Sunday, February 6, 2011

Direct Costs of recruiting

This article surprised me:

Monster.com's basic rate is $395 per job posting, though it offers volume discounts. Companies also pay to search the resumes that applicants have posted. (Jobseekers can access the sites for free.) Considering that some Fortune 500 companies hire thousands of workers a year, even in tough times, the cost of listing all their open jobs can approach $1 million.

The article talks about the Direct Employers Association:

Bill Warren founded an early online job board in the 1990s, helped kick-start an industry and was president of Monster.com, one of the leading Internet career sites. But these days he's not very happy with the results.
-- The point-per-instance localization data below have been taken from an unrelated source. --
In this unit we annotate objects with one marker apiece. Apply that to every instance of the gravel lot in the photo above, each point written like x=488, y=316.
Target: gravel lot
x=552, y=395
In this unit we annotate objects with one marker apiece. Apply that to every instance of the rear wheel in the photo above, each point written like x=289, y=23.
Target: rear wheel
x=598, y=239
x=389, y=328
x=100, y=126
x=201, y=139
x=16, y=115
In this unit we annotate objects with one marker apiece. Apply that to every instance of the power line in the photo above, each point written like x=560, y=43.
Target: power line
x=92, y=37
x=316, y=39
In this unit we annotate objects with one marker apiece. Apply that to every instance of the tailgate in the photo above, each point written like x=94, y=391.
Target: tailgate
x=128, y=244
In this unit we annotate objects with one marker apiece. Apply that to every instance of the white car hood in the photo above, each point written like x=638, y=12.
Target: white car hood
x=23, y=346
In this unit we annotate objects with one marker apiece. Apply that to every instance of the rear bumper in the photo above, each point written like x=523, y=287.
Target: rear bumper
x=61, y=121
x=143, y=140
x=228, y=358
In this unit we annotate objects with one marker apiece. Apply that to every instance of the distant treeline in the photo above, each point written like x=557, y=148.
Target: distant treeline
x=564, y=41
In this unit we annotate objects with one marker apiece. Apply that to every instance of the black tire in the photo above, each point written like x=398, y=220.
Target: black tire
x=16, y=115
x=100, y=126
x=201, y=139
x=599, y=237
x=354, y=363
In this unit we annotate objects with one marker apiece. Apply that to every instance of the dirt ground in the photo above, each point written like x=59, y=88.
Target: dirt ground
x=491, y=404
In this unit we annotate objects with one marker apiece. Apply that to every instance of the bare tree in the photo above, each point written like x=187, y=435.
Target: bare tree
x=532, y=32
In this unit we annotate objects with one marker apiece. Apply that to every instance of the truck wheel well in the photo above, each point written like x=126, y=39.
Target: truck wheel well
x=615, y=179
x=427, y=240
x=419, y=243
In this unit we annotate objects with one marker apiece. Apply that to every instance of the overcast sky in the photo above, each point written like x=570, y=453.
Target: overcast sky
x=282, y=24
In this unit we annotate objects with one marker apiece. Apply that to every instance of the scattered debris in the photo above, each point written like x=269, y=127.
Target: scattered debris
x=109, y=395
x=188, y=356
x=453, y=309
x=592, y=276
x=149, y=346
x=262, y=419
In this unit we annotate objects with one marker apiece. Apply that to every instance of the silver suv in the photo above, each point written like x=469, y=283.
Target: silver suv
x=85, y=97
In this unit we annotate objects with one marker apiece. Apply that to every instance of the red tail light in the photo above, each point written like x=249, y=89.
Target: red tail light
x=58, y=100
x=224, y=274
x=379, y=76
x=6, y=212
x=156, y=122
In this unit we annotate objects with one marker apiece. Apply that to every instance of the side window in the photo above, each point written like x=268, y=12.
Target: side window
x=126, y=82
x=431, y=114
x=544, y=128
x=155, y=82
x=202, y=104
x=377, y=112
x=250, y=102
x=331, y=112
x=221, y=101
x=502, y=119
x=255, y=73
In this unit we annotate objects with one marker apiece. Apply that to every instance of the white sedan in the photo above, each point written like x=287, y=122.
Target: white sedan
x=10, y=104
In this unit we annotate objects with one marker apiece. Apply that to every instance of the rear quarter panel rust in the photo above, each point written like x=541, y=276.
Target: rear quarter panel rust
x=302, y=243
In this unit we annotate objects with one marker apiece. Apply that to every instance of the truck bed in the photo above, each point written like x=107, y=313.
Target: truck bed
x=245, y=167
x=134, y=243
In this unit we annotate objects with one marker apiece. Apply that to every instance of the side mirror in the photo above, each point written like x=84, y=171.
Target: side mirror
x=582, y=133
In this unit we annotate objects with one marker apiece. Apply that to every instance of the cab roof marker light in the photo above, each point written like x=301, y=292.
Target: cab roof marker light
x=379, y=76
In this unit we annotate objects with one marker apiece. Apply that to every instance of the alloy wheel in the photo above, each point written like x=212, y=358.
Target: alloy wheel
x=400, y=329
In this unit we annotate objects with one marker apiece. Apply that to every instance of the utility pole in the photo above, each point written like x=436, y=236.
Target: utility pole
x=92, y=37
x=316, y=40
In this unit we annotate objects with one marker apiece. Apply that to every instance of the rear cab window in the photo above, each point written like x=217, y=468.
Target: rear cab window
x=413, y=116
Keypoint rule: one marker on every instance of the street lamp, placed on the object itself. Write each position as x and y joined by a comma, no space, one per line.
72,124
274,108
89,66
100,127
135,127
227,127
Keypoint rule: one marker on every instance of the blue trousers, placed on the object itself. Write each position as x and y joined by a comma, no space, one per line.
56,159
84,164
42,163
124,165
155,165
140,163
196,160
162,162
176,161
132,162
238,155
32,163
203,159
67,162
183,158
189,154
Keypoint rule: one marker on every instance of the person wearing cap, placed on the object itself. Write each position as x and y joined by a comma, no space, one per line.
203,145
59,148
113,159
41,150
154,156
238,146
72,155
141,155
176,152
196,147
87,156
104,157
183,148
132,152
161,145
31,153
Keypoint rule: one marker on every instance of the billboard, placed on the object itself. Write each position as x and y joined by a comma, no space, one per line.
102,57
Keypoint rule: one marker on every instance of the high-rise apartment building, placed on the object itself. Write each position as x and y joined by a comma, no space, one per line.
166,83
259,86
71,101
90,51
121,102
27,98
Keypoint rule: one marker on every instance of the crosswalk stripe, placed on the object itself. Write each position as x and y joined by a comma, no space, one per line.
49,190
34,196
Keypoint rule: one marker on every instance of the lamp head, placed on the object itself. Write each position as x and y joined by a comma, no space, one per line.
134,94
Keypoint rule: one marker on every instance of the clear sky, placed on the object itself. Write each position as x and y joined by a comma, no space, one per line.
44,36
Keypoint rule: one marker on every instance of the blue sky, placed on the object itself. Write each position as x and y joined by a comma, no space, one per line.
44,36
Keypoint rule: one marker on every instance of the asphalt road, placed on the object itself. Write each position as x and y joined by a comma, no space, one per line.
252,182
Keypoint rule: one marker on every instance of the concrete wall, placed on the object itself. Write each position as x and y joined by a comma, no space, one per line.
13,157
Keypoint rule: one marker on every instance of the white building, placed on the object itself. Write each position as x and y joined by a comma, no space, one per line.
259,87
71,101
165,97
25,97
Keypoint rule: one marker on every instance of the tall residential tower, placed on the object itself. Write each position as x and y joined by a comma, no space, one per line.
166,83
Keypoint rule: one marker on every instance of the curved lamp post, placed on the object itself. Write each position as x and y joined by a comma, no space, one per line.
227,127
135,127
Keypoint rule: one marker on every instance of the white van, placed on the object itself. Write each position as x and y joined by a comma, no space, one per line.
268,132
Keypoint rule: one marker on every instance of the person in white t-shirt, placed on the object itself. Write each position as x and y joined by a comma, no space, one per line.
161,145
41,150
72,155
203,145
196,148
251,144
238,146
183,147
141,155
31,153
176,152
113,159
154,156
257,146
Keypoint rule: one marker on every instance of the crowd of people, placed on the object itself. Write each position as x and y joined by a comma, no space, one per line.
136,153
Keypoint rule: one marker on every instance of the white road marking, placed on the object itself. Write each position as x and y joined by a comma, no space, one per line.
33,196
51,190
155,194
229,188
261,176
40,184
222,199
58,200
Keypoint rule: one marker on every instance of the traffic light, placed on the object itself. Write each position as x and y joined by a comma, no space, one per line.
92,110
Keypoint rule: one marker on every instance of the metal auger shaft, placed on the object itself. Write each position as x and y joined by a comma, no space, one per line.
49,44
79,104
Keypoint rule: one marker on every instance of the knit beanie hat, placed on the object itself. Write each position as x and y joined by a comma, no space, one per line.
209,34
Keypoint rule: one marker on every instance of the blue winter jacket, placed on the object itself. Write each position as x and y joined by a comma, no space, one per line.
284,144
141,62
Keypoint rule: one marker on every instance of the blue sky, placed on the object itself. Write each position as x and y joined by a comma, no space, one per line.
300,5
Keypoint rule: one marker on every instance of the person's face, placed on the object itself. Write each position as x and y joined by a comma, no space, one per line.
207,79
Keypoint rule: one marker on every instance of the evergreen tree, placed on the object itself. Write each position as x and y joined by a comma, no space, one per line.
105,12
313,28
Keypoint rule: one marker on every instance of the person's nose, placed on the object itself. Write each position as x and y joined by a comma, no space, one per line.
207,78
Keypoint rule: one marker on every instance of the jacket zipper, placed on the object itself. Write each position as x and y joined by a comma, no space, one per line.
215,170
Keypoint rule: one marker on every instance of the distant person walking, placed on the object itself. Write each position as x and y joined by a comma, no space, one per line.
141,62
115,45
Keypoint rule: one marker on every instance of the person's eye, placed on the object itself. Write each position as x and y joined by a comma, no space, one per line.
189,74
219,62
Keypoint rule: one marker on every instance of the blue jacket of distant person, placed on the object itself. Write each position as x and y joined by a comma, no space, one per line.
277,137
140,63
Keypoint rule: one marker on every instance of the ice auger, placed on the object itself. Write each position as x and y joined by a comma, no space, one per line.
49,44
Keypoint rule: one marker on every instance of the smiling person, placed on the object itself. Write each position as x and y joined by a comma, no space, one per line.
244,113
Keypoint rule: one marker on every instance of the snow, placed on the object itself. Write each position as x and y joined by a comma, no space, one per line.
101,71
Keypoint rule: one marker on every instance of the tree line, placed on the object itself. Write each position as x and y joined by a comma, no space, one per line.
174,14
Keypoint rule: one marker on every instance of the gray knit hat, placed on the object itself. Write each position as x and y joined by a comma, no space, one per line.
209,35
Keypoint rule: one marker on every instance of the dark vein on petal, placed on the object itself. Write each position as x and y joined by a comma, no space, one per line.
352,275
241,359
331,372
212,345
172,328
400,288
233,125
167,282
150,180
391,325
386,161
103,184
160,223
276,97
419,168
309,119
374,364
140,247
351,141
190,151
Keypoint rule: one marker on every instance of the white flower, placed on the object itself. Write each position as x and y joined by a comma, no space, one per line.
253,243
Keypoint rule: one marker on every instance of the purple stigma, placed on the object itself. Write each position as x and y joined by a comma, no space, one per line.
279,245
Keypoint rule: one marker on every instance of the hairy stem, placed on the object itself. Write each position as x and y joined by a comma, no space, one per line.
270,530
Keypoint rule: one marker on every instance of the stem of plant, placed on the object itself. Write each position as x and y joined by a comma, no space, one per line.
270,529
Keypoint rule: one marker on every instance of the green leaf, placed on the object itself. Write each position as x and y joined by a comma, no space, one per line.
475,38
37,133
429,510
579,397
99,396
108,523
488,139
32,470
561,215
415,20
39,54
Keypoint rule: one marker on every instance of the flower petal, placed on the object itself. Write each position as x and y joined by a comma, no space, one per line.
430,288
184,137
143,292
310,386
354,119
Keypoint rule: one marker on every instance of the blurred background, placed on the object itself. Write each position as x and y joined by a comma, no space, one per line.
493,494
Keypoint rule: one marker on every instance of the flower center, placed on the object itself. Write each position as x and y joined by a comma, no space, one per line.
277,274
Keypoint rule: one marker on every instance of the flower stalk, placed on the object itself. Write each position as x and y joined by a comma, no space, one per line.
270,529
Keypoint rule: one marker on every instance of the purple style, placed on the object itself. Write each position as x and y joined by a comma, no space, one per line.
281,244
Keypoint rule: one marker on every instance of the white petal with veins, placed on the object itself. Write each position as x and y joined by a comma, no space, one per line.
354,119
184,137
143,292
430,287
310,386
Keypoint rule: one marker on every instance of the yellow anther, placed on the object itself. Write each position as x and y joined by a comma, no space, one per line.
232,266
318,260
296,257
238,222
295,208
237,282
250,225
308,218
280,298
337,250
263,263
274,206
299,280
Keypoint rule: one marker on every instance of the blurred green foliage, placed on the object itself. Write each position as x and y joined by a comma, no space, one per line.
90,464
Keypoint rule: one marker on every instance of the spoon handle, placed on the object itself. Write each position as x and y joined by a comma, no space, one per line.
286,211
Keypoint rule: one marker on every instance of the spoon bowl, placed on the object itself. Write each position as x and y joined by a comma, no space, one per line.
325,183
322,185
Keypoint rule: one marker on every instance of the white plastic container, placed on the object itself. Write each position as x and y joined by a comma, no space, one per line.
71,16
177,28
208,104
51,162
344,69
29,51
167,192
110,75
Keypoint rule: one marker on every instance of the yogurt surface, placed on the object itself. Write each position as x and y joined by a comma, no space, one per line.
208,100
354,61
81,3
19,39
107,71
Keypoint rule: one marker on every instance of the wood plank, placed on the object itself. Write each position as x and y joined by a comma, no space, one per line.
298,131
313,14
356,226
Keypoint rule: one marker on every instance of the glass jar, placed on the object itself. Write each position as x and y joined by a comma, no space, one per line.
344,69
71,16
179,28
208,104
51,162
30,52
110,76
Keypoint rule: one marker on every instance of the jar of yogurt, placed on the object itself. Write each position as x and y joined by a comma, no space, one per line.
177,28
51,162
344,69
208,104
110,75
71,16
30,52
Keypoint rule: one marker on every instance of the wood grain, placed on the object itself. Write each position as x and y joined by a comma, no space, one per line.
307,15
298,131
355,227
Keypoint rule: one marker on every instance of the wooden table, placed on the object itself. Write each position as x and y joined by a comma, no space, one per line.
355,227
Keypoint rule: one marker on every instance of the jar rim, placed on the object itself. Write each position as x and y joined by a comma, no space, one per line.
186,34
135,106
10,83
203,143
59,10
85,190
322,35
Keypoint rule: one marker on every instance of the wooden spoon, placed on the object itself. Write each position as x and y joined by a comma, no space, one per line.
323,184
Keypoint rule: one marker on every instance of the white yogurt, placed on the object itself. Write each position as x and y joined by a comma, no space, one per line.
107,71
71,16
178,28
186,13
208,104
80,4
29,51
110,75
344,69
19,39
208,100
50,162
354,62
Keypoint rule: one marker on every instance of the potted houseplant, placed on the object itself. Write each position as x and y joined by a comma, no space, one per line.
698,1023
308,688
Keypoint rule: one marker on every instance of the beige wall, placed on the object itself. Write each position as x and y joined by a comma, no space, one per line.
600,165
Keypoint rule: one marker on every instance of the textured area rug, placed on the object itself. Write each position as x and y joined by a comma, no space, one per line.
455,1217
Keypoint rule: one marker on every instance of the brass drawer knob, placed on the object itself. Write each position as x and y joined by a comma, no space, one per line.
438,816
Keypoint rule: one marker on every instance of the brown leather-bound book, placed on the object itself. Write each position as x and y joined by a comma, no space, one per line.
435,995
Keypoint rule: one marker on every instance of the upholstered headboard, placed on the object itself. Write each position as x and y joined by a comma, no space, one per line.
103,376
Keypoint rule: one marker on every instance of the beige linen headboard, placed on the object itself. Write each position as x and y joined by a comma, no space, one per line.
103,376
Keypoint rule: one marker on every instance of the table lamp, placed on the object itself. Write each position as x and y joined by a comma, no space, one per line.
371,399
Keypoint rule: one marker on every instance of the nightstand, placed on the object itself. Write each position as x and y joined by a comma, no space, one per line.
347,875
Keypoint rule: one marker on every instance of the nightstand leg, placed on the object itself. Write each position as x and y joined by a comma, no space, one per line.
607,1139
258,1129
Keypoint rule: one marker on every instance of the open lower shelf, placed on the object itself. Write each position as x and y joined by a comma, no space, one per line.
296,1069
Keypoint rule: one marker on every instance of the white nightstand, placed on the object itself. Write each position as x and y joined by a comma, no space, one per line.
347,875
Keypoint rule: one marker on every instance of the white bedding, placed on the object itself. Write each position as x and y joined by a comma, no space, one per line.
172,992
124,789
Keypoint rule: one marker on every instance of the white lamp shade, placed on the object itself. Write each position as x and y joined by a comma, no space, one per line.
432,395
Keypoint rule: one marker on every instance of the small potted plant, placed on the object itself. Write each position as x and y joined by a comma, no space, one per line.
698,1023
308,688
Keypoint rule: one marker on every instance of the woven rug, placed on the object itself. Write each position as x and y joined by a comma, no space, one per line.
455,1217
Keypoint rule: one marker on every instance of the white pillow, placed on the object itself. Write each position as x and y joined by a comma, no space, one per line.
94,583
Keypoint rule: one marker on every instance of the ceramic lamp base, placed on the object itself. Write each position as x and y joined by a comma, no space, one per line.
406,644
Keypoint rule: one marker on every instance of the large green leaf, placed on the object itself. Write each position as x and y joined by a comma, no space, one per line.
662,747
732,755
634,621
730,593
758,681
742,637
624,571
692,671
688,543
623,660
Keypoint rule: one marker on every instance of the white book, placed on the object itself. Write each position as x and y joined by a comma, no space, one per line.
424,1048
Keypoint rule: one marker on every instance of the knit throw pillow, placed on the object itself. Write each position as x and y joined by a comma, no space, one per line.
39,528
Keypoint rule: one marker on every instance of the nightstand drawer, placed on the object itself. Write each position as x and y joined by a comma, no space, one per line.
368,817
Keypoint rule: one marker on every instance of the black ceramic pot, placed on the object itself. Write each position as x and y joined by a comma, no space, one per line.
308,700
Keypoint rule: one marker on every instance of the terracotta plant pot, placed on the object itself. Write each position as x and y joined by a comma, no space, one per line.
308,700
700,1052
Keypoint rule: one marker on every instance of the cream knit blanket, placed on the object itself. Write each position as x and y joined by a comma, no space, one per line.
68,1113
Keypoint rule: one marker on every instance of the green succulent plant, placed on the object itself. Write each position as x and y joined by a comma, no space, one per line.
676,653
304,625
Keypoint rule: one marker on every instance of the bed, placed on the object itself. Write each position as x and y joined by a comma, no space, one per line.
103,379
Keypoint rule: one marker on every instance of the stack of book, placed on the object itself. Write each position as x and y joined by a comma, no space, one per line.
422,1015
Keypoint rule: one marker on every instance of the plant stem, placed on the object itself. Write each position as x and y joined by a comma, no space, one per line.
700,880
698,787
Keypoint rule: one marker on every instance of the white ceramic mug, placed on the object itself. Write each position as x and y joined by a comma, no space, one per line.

So he's taking another crack at it, going after Monster, Career Builder and similar commercial job sites. Warren is starting a nonprofit job listing system that could lower the costs that employers pay to list positions and make the process easier and more fruitful for applicants.

... Warren, 68, says that those commercial sites charge employers so much to list openings that the companies don't post all their jobs – leaving potential applicants unaware of opportunities. Warren also believes that the sites push too much advertising on jobseekers and include too many "work at home" scam jobs.

... DirectEmployers' software will automatically code such listings to make them easily searchable by city or occupation. The association also will sort the listings in as many as 30,000 regional ".job" Web addresses it hopes to begin rolling out in March, such as "atlanta.jobs." That will help people search for jobs in specific places. The group hopes to add thousands of occupational domain names, such as "engineer.jobs," later this year.

Companies that belong to the association pay a $15,000 annual membership fee and will receive prominent placement on the ".jobs" Web sites. Smaller companies can purchase a ".jobs" domain name for about $125 a year and then post jobs for free. They can also work through their state employment agencies, which post jobs online at no charge.

At those prices, the new ".jobs" system could be another online innovation that undercuts what currently exists – much as the invention of job boards themselves undermined newspaper help-wanted ads.

In an age of Craigslist and listing on your own website, I would have expected that the rates would have been less than $100 per posting.